Hello all! I know I probably should’ve written this post yesterday for full effect but seeing as I have been extremely busy already this week, this is the best I got! So… it’s my last week of radiation!!!!!!! I know, it flew by didn’t it? I feel like I just started and yet, here I am, almost done. I have started to feel the most obvious side effect of getting a slight “sunburn” but other than that, I am still going along smooth sailing. My doctor tells me my skin has held up really well so praise God for that! Radiation side effects are nothing crazy compared to chemo but still, I could imagine that a giant sunburnt blister all over my left chest would probably get old pretty quick.
Now let me add one disclaimer: I say that this is my last week but I may actually have to go a little in to next week. I only have 3 more regular treatments for sure, but I may not be able to fit in my treatments for the three spots other than my chest. We are still working on it so hopefully it will work out. Still, this is my last week for the usual treatment and then I am done and free! Radiation has become such a normal part of my day that I’m not going to know what to do on my lunch break now :).
At any rate, the end of radiation is fast approaching, as is the best time of the year! Holiday days are on their way and getting a temporary holiday from work and a permanent holiday from radiation is going to make for some sweet time off. It cannot come soon enough. I am so ready to spend time with family and friends, as always, but you know what I am also really excited for this year? I will soon get to experience my first Thanksgiving and Christmas being able to eat whatever I want, travel wherever I want, go as much as I want, and I may even brave Black Friday for the first time ever! I know that may not sound like a lot, but, for me, it is a new life. I am so used to holidays being bittersweet because I love seeing family and traveling around but traveling for me used to mean anxiety and internal stress. I could never just relax and fully enjoy where I was and who I was with because my colon was always a negative factor in whatever I wanted to do.
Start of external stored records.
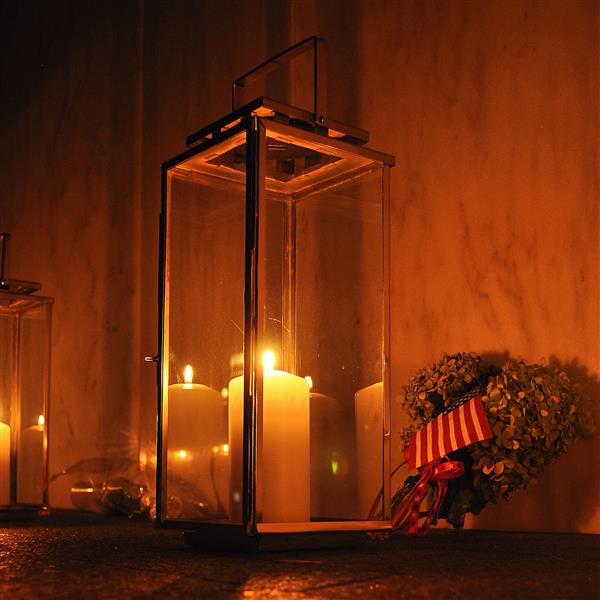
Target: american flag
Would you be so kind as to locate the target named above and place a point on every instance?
(456, 429)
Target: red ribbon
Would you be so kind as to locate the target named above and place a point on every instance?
(435, 474)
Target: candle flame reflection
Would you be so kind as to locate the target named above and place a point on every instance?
(268, 361)
(188, 376)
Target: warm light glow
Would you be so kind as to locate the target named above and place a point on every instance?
(335, 465)
(223, 449)
(188, 374)
(268, 361)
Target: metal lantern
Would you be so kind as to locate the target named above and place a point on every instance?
(274, 405)
(24, 395)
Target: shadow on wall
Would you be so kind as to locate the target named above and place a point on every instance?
(567, 495)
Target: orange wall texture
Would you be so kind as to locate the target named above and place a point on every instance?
(491, 108)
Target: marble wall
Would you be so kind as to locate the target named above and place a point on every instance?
(492, 111)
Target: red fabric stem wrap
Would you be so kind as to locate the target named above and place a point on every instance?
(409, 511)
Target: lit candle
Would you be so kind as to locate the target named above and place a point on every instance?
(368, 413)
(31, 463)
(4, 464)
(329, 485)
(285, 445)
(197, 422)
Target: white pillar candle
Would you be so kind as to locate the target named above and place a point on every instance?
(285, 445)
(30, 464)
(4, 464)
(329, 484)
(368, 414)
(197, 423)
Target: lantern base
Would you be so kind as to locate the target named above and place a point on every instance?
(279, 542)
(23, 513)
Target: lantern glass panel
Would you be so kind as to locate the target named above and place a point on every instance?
(275, 415)
(204, 342)
(24, 395)
(321, 285)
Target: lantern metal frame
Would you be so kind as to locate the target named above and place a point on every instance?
(253, 121)
(16, 299)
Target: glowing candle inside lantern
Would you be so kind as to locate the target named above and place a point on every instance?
(285, 445)
(197, 422)
(4, 464)
(329, 486)
(368, 412)
(30, 463)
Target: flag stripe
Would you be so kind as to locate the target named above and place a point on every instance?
(432, 441)
(462, 431)
(447, 442)
(469, 422)
(453, 440)
(485, 425)
(441, 436)
(448, 432)
(475, 421)
(417, 439)
(463, 425)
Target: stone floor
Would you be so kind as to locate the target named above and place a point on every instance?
(76, 556)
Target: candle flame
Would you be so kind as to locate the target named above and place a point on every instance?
(268, 360)
(222, 449)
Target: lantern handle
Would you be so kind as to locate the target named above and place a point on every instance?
(317, 45)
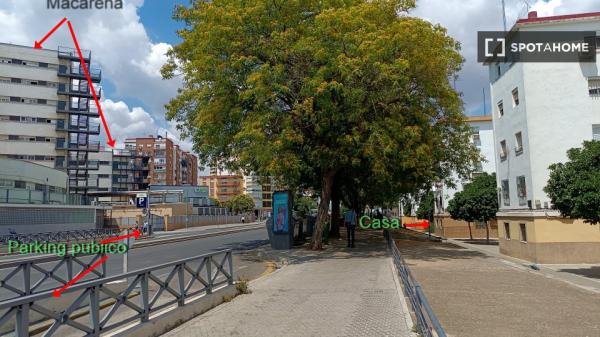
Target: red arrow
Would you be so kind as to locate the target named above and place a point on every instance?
(111, 141)
(58, 292)
(38, 45)
(136, 233)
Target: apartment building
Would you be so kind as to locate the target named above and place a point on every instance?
(130, 170)
(169, 165)
(483, 138)
(47, 113)
(541, 110)
(223, 187)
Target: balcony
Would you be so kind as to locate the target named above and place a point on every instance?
(92, 147)
(60, 125)
(91, 128)
(78, 90)
(60, 163)
(79, 73)
(69, 53)
(83, 164)
(81, 109)
(61, 144)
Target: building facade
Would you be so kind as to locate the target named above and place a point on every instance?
(541, 110)
(483, 139)
(47, 112)
(223, 187)
(23, 182)
(168, 164)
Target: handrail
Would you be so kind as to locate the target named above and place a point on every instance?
(142, 294)
(427, 322)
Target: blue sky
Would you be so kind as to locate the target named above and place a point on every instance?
(130, 46)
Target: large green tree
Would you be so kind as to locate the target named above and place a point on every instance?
(302, 89)
(241, 203)
(477, 202)
(574, 186)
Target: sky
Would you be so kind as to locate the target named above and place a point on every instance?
(130, 45)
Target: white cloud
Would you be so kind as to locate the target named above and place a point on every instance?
(464, 18)
(154, 61)
(118, 41)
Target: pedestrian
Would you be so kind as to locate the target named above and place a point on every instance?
(350, 223)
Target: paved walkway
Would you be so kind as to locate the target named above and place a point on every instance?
(336, 292)
(474, 293)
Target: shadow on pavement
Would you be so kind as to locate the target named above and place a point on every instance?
(435, 251)
(592, 272)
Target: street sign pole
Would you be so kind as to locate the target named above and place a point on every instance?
(148, 218)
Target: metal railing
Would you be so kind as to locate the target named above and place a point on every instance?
(27, 276)
(427, 323)
(62, 236)
(150, 291)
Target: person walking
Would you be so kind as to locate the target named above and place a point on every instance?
(350, 223)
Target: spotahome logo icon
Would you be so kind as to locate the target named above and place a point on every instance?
(84, 4)
(547, 46)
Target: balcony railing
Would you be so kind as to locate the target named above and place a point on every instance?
(79, 90)
(71, 53)
(91, 128)
(78, 72)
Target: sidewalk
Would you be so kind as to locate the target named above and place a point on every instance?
(336, 292)
(474, 293)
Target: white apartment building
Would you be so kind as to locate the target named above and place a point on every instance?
(541, 110)
(47, 114)
(483, 139)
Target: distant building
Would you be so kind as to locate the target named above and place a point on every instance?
(23, 182)
(541, 110)
(223, 187)
(169, 165)
(47, 112)
(483, 139)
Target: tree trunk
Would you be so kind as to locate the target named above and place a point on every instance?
(334, 227)
(470, 232)
(316, 241)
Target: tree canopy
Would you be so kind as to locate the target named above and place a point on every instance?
(574, 186)
(241, 203)
(477, 202)
(301, 90)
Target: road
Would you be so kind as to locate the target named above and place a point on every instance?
(247, 268)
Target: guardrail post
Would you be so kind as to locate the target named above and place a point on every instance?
(209, 274)
(27, 278)
(22, 324)
(145, 298)
(230, 262)
(180, 276)
(95, 310)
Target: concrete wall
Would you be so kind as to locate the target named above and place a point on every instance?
(456, 229)
(549, 238)
(48, 218)
(555, 113)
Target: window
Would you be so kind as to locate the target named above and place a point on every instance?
(594, 86)
(505, 193)
(521, 191)
(523, 228)
(507, 231)
(596, 132)
(503, 150)
(518, 143)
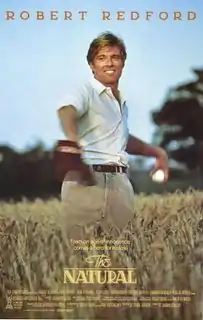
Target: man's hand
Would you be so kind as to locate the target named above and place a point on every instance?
(161, 164)
(69, 164)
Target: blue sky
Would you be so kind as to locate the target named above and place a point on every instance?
(40, 59)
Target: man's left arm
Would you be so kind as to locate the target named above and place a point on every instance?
(136, 146)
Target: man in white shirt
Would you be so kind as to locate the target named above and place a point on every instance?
(93, 160)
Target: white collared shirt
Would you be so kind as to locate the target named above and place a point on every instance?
(102, 123)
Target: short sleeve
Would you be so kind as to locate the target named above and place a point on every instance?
(76, 96)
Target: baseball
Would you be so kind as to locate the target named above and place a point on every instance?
(158, 176)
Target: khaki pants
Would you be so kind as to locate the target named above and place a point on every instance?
(104, 208)
(109, 204)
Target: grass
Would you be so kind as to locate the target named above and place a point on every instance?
(166, 247)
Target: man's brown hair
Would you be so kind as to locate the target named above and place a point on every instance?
(105, 39)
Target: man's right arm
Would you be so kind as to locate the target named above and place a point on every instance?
(68, 119)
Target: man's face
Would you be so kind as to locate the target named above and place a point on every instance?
(108, 65)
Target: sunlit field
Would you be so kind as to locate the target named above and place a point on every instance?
(166, 248)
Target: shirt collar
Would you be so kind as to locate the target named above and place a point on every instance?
(100, 88)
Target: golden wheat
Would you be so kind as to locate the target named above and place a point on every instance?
(166, 247)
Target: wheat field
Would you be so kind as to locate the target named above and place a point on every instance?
(166, 248)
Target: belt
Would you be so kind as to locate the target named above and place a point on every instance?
(109, 168)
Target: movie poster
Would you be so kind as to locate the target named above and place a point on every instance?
(129, 245)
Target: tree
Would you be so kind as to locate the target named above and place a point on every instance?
(179, 123)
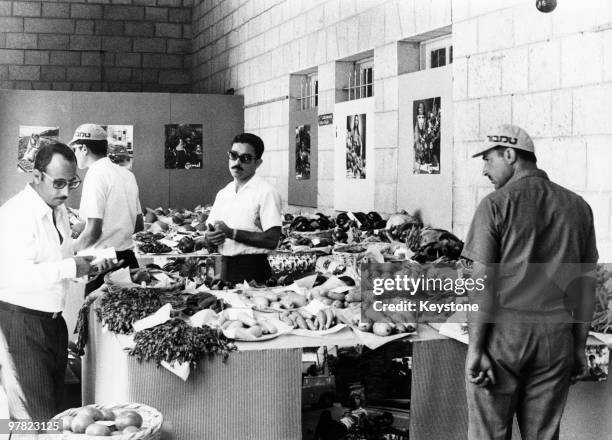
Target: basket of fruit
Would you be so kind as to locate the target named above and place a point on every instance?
(128, 421)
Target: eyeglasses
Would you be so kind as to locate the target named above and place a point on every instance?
(61, 183)
(243, 158)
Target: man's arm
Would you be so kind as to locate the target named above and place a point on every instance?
(583, 314)
(139, 226)
(478, 366)
(91, 234)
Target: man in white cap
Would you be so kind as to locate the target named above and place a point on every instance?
(109, 202)
(533, 242)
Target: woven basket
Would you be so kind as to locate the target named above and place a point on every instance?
(285, 263)
(152, 421)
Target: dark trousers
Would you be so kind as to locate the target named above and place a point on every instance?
(129, 260)
(532, 363)
(241, 268)
(38, 347)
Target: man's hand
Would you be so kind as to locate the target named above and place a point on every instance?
(221, 226)
(83, 265)
(478, 369)
(580, 369)
(214, 237)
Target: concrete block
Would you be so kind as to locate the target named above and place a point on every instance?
(386, 130)
(385, 197)
(515, 70)
(20, 41)
(65, 58)
(531, 26)
(49, 25)
(466, 120)
(533, 113)
(460, 78)
(49, 41)
(386, 165)
(168, 30)
(85, 74)
(87, 11)
(83, 27)
(465, 38)
(85, 42)
(12, 24)
(484, 75)
(115, 12)
(591, 112)
(599, 159)
(493, 112)
(26, 9)
(24, 73)
(156, 14)
(407, 17)
(390, 94)
(37, 57)
(149, 45)
(577, 52)
(561, 104)
(139, 29)
(385, 61)
(56, 10)
(495, 31)
(555, 154)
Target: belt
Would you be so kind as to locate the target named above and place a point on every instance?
(14, 308)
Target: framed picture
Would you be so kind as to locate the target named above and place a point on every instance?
(426, 120)
(31, 139)
(183, 146)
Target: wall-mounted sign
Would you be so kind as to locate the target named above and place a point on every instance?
(326, 119)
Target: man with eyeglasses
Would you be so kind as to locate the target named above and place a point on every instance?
(36, 264)
(109, 202)
(246, 215)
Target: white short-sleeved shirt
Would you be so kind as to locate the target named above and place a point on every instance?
(35, 264)
(110, 193)
(256, 207)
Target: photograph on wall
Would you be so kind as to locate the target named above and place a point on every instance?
(183, 147)
(426, 120)
(302, 152)
(356, 146)
(120, 144)
(31, 139)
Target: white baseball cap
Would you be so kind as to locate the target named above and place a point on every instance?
(507, 135)
(88, 132)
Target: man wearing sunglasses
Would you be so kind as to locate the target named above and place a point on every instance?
(109, 202)
(246, 215)
(35, 265)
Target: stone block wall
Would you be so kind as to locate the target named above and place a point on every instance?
(96, 45)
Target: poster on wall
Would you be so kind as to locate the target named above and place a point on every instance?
(426, 120)
(120, 144)
(31, 139)
(183, 146)
(302, 152)
(356, 146)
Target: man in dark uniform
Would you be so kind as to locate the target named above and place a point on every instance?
(533, 242)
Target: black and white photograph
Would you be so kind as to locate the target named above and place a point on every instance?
(302, 152)
(356, 146)
(342, 262)
(426, 122)
(183, 146)
(31, 139)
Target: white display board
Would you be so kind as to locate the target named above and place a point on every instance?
(354, 161)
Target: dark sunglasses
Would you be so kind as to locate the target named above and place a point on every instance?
(61, 183)
(243, 158)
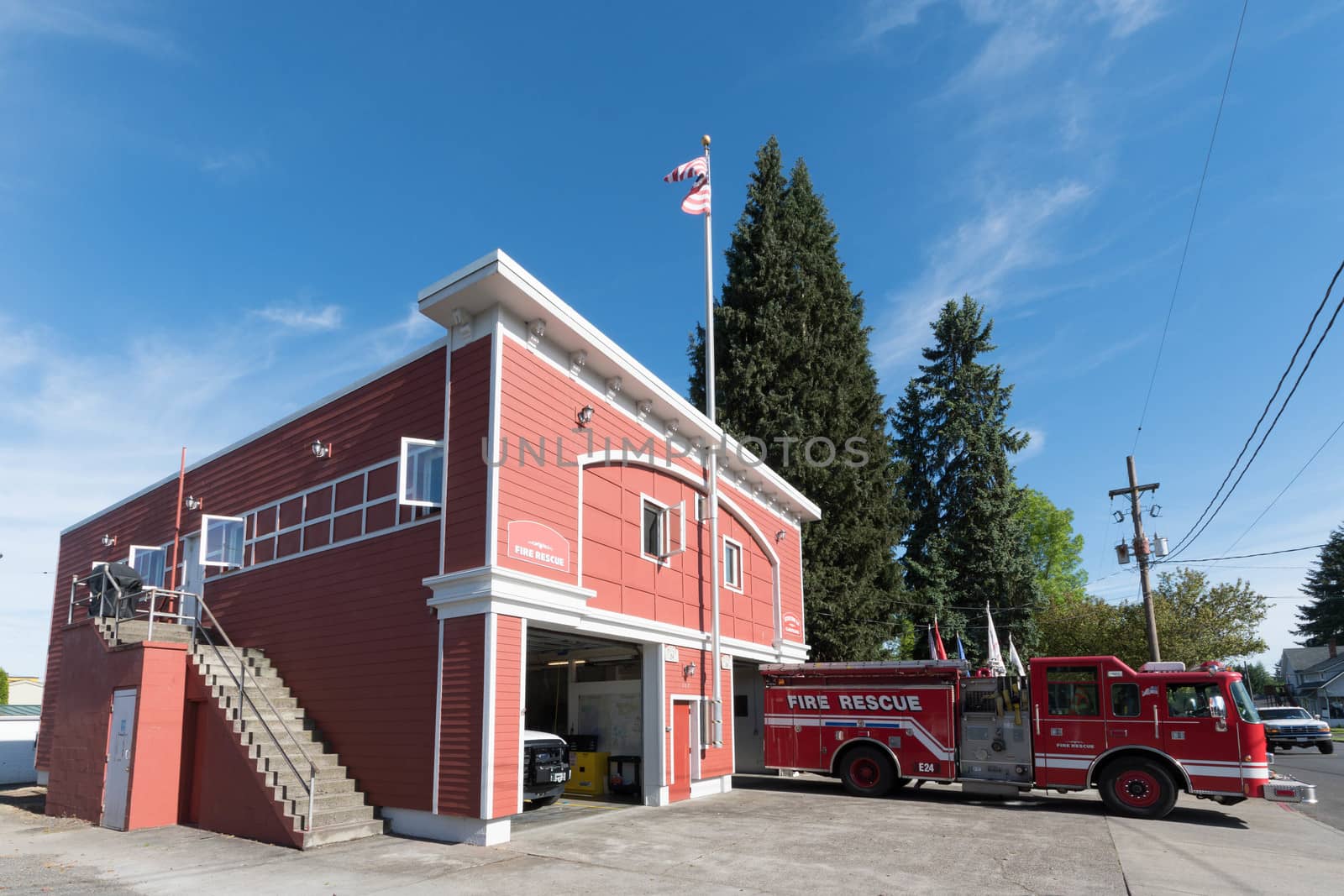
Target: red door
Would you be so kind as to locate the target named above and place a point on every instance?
(680, 785)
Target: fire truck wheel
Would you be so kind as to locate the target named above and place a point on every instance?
(867, 773)
(1139, 789)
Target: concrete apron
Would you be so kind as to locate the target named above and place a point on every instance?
(769, 836)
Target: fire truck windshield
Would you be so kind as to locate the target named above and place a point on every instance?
(1245, 707)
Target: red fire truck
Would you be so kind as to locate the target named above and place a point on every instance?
(1070, 725)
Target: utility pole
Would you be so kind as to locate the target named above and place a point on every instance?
(1142, 553)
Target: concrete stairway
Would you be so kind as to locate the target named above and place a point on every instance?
(138, 631)
(339, 809)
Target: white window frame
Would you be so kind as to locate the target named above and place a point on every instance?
(206, 519)
(402, 464)
(131, 562)
(665, 528)
(732, 586)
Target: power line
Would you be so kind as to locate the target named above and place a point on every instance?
(1328, 438)
(1283, 407)
(1189, 230)
(1186, 540)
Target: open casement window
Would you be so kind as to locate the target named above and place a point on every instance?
(662, 530)
(732, 564)
(221, 542)
(420, 476)
(150, 563)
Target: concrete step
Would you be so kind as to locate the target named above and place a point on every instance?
(342, 815)
(273, 757)
(329, 782)
(340, 833)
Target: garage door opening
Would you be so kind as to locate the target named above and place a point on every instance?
(591, 692)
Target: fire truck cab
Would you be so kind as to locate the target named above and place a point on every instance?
(1072, 723)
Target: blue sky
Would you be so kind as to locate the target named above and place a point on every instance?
(213, 215)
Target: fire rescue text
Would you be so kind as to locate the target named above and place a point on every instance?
(885, 701)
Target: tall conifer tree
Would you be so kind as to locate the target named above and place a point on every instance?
(1323, 618)
(967, 543)
(793, 365)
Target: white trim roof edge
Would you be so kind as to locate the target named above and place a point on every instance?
(286, 421)
(504, 265)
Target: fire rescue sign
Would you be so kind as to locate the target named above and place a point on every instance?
(538, 543)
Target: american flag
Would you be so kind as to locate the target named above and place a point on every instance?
(698, 170)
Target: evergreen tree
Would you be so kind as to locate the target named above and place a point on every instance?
(967, 543)
(1323, 618)
(793, 380)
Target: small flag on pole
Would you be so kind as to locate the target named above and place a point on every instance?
(698, 170)
(1012, 656)
(996, 658)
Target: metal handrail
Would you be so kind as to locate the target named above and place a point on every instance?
(241, 679)
(154, 595)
But now, I get to enjoy every second of my holiday time and not have a single worry about my colon! What a difference a year can make when God is at work.
Not to mention, this year will be infinitely better than last year because cancer is beaten and God has healed me in more ways that I could have imagined He would! This time last year I was weak and getting weaker, bald and getting balder, skinny and getting skinnier, and all the while wondering what God was up to. This year, I am strong and getting stronger, I have hair and it’s getting longer, I am healthy and getting healthier, and I have only just begun to see the wondrous miracles God is going to perform. He using what the devil meant for evil and throwing it right back in his face! And I for one am sure thankful for that. I am thankful for a God who is never surprised by what evil is thrown our way but instead, always has a way of bringing to light the good that we seem to overlook. I am thankful for how the pain of this past year has grown me and deepened my faith. I am thankful for every opportunity I have to share my story with someone. And I am thankful for another Thanksgiving when I can have a holiday, but especially this year where it’s a holiday in EVERY way.